To investigate BCAH820_5416's potential role in antimicrobial resistance, a comprehensive experimental design should include:

• Comparative expression analysis:

  • Compare BCAH820_5416 expression levels between resistant and sensitive B. cereus strains

  • Analyze expression changes upon exposure to sub-inhibitory antibiotic concentrations

  • Perform qRT-PCR and western blotting to quantify changes at mRNA and protein levels

• Genetic manipulation:

  • Generate overexpression strains using inducible promoters

  • Create knockout or knockdown strains using CRISPR/Cas9 genome editing

  • Develop point mutations in specific functional domains

• Phenotypic characterization:

  • Determine minimum inhibitory concentrations (MICs) for various antibiotics

  • Conduct time-kill assays to assess killing kinetics

  • Perform membrane permeability assays using fluorescent dyes

  • Measure efflux activity using specific substrates

• Biochemical characterization:

  • Assess direct interaction with antibiotics using binding assays

  • Investigate changes in membrane potential or ion flux

  • Determine if BCAH820_5416 functions as an efflux pump component

• Systems-level analysis:

  • Conduct transcriptomic analysis of wild-type vs. mutant strains

  • Perform proteomic analysis focusing on membrane fraction

  • Identify potential interaction partners involved in resistance

This multi-faceted approach will provide comprehensive insights into whether BCAH820_5416 directly contributes to antimicrobial resistance (e.g., through efflux mechanisms) or indirectly affects resistance through other cellular processes like membrane permeability or stress response regulation.

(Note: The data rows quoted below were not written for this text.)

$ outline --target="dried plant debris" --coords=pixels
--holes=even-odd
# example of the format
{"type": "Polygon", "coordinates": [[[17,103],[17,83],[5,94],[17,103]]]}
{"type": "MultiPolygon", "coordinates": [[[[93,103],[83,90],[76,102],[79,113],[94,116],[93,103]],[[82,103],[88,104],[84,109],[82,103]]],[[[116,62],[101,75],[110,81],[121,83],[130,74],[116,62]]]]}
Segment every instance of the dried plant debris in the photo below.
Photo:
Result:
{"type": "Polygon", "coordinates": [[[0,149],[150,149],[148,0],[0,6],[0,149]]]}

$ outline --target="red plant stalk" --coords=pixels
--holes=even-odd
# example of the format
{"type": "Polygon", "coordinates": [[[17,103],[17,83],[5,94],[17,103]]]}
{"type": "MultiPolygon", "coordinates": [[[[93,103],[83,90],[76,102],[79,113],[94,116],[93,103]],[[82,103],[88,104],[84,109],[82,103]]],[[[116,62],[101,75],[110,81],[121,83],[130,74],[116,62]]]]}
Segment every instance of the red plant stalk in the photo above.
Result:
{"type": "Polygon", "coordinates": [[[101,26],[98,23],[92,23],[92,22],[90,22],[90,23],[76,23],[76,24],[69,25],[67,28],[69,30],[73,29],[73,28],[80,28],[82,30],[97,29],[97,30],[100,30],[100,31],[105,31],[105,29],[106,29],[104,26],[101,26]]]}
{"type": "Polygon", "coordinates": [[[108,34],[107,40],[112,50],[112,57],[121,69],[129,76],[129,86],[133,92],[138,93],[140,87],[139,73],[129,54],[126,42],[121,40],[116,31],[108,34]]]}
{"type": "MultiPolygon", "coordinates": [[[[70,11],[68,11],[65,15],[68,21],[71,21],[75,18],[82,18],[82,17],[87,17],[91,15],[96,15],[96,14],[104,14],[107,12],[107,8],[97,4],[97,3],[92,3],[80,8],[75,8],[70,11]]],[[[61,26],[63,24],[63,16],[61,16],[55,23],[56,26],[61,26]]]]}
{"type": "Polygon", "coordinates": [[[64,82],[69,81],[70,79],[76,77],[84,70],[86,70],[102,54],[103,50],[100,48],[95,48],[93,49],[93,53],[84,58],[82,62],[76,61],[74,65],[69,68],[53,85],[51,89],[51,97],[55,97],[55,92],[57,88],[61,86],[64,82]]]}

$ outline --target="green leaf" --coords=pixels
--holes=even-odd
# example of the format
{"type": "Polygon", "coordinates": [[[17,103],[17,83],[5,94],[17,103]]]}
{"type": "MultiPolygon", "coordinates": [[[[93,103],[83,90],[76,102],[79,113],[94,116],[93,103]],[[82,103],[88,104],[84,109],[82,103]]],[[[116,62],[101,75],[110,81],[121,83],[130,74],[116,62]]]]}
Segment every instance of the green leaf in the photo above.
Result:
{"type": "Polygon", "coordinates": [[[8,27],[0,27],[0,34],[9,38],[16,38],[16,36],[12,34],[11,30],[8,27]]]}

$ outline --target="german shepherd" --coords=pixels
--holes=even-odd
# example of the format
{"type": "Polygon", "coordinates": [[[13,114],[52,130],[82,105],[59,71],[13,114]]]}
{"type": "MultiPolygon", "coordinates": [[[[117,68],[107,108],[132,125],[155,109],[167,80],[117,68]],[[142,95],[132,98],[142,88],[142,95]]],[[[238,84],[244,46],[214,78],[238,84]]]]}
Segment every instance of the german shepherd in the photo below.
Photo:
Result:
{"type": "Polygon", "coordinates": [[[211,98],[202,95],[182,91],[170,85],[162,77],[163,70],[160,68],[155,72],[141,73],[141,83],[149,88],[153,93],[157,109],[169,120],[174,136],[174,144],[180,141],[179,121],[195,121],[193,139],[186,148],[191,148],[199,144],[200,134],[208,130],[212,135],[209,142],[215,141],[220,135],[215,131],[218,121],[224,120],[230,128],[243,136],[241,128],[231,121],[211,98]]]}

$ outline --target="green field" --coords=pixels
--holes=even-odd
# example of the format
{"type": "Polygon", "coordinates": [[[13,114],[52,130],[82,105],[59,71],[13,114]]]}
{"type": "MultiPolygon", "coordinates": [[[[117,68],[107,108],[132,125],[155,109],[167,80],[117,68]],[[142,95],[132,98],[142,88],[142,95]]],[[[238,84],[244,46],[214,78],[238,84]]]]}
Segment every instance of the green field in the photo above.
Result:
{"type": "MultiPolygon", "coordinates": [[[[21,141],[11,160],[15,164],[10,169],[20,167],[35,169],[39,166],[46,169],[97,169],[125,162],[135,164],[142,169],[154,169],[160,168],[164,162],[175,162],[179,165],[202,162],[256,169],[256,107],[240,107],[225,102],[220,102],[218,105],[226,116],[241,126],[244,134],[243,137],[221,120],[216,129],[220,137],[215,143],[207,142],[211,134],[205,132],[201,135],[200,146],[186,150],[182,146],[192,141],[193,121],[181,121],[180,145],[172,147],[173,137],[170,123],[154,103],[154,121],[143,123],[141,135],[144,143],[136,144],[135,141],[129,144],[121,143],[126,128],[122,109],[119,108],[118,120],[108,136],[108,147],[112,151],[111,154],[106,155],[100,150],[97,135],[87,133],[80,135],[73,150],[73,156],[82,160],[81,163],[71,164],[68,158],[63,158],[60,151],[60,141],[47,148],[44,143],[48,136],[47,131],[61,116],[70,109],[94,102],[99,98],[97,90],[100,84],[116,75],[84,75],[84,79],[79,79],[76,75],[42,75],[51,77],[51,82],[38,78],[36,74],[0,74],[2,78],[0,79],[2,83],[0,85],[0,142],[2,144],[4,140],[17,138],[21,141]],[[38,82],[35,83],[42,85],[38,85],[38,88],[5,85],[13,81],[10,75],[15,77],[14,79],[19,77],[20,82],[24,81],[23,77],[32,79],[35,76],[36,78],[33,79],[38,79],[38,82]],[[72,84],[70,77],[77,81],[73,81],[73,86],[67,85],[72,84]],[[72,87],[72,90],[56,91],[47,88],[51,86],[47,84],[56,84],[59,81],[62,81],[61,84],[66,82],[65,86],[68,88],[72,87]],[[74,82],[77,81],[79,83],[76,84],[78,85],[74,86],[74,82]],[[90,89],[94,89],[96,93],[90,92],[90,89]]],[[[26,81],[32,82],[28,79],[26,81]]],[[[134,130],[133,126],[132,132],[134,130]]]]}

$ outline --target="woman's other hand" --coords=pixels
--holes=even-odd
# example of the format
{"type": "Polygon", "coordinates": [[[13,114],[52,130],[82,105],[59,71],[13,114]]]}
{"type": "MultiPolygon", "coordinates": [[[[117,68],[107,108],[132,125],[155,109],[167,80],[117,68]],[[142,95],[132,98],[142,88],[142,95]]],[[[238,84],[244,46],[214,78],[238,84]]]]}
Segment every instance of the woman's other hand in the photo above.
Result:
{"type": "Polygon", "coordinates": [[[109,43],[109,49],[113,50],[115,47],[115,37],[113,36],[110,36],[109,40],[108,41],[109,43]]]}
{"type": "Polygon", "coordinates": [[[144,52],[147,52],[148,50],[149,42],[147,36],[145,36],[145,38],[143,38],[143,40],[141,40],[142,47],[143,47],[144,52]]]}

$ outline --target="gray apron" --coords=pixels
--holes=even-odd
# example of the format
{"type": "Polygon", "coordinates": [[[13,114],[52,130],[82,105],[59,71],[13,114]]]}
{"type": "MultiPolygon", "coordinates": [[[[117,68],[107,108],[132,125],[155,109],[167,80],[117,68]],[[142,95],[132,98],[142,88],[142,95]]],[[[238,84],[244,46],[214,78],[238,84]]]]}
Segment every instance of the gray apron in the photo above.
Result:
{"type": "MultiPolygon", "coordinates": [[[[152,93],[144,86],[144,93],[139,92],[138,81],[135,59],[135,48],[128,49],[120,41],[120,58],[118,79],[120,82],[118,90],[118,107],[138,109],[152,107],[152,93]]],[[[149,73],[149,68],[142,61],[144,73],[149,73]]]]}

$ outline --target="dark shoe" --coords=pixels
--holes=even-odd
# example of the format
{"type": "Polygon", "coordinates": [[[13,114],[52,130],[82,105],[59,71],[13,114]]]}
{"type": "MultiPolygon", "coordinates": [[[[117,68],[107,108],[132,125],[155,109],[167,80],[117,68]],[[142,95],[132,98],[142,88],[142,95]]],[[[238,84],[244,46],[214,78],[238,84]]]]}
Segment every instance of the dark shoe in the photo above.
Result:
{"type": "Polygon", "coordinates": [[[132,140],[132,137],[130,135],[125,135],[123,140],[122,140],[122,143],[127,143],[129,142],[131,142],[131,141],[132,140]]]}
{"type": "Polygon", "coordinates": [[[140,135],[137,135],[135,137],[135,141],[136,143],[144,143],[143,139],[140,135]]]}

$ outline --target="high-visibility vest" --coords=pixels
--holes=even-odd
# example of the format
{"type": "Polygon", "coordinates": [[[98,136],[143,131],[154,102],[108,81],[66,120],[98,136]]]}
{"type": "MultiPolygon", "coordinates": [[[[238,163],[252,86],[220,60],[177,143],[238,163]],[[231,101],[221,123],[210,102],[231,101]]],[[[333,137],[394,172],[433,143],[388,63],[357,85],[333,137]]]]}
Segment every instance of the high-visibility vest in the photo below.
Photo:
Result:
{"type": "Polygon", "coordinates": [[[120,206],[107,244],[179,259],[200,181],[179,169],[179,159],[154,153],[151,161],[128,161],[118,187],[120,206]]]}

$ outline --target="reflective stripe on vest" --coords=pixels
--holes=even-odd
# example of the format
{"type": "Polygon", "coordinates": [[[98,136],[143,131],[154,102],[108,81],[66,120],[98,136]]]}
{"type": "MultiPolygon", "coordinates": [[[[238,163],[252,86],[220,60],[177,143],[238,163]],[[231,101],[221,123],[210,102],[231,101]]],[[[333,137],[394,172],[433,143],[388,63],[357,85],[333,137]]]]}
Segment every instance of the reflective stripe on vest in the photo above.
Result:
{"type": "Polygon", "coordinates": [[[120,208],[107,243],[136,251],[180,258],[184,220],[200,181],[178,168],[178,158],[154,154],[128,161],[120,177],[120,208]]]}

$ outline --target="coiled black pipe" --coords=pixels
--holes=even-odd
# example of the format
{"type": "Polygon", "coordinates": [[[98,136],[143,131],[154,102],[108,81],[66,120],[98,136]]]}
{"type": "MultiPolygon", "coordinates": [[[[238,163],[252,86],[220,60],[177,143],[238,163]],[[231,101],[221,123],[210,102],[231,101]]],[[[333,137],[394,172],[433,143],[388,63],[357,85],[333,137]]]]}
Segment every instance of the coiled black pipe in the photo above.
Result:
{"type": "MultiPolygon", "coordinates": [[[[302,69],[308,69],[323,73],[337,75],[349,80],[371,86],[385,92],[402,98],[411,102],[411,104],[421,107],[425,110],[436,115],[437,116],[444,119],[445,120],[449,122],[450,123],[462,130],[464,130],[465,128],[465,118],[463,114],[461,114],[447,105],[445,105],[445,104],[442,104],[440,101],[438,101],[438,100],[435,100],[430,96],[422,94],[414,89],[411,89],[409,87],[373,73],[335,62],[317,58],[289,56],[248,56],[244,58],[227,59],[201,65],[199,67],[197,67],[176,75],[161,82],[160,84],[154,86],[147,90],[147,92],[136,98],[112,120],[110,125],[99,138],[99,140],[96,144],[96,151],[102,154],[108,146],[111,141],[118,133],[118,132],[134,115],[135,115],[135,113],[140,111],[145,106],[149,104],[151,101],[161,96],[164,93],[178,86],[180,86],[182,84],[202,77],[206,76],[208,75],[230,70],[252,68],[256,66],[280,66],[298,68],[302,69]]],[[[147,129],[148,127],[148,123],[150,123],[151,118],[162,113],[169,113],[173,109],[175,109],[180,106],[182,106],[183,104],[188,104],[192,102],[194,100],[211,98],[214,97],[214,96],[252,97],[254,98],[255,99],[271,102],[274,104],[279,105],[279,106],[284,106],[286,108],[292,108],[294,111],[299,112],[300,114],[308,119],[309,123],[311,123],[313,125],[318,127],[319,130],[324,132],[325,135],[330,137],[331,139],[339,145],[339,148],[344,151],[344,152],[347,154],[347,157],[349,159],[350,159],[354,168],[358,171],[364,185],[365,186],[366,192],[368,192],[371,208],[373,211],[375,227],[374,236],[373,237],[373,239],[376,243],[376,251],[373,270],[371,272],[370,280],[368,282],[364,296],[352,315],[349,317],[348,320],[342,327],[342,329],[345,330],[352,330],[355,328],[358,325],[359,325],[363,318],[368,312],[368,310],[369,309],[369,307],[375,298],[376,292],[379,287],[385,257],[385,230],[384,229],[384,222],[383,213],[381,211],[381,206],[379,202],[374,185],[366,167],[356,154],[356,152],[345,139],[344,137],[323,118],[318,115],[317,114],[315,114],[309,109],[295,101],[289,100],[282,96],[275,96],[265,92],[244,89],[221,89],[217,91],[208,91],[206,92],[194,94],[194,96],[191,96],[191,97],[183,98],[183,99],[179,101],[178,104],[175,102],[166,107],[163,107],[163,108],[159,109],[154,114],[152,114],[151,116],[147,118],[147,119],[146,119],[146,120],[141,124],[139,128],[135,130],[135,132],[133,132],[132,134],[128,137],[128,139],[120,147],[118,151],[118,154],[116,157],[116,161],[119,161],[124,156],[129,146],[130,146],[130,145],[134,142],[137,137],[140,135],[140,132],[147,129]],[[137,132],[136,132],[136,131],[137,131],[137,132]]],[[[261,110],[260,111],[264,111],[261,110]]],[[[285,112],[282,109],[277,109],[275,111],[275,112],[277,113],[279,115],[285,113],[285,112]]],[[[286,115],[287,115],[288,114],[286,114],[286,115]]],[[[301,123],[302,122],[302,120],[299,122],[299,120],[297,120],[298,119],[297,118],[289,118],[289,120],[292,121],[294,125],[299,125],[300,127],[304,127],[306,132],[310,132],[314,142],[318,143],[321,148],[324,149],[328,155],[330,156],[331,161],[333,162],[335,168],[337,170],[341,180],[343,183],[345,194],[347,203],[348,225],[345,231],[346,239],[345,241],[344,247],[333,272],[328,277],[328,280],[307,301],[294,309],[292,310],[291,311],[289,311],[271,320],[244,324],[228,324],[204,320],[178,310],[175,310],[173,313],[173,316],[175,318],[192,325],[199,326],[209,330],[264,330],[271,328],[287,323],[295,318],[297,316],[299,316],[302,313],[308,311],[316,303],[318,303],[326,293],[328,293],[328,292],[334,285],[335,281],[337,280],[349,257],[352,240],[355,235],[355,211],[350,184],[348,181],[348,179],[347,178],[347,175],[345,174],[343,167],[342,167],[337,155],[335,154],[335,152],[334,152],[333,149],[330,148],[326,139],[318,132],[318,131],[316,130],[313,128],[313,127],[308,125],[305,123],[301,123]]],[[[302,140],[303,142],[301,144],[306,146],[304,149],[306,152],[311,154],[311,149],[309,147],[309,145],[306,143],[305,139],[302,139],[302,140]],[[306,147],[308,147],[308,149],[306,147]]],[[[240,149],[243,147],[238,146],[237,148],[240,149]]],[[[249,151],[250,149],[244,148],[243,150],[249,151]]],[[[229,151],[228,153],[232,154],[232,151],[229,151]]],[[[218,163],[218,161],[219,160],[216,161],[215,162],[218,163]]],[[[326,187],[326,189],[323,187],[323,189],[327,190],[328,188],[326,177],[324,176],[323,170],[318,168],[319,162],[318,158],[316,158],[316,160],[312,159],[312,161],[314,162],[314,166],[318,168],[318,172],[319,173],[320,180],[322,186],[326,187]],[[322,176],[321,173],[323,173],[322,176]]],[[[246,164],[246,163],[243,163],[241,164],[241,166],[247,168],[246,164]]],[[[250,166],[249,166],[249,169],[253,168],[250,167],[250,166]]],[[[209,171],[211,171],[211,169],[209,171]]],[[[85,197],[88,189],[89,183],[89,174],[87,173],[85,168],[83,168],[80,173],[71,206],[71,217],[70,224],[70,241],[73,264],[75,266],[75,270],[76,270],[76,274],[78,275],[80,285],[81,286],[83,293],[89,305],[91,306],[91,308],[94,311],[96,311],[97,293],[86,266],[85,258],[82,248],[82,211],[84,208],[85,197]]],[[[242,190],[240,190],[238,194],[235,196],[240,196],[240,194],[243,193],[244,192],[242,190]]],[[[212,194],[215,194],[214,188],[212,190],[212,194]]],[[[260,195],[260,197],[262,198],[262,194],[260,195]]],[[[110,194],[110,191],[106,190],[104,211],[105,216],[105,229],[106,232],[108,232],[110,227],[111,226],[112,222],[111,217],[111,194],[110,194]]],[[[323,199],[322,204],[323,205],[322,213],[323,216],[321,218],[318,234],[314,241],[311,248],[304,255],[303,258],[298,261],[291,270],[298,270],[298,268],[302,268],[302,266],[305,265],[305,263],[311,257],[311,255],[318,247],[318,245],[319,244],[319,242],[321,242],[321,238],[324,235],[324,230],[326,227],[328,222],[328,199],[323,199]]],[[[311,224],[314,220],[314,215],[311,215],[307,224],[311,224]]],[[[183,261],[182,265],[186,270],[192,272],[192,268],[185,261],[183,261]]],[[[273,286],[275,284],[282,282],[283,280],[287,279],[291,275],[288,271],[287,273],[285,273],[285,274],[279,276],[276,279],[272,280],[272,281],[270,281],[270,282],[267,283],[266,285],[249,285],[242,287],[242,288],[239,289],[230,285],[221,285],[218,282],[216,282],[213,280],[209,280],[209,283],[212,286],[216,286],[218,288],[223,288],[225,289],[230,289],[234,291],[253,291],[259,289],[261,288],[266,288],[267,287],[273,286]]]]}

What approaches can be used to compare BCAH820_5416 with homologous proteins in other Bacillus species?

Comparative analysis of BCAH820_5416 with homologs can provide valuable insights into its function and evolution. A systematic approach includes:

• Sequence-based analysis:

  • Multiple sequence alignment of homologs across Bacillus species

  • Phylogenetic tree construction to establish evolutionary relationships

  • Identification of conserved motifs and variable regions

  • Analysis of selection pressure on different protein domains

• Structural comparison:

  • Homology modeling based on available structures of related proteins

  • Molecular dynamics simulations to compare conformational dynamics

  • Virtual screening to identify potential ligands

  • Structural alignment to identify conserved functional sites

• Functional comparison:

  • Heterologous expression of homologs in a common host

  • Direct comparison of biochemical activities under identical conditions

  • Complementation studies in knockout strains

  • Domain-swapping experiments to identify functional determinants

• Physiological role comparison:

  • Growth profiling under various stress conditions

  • Transcriptional response analysis

  • Assessment of virulence phenotypes in pathogenic species

  • Evaluation of interactions with conserved partner proteins

This comparative approach can reveal whether BCAH820_5416 shares functional similarities with proteins like the PlcR regulatory system in B. cereus or has evolved unique functions specific to its ecological niche or pathogenic lifestyle.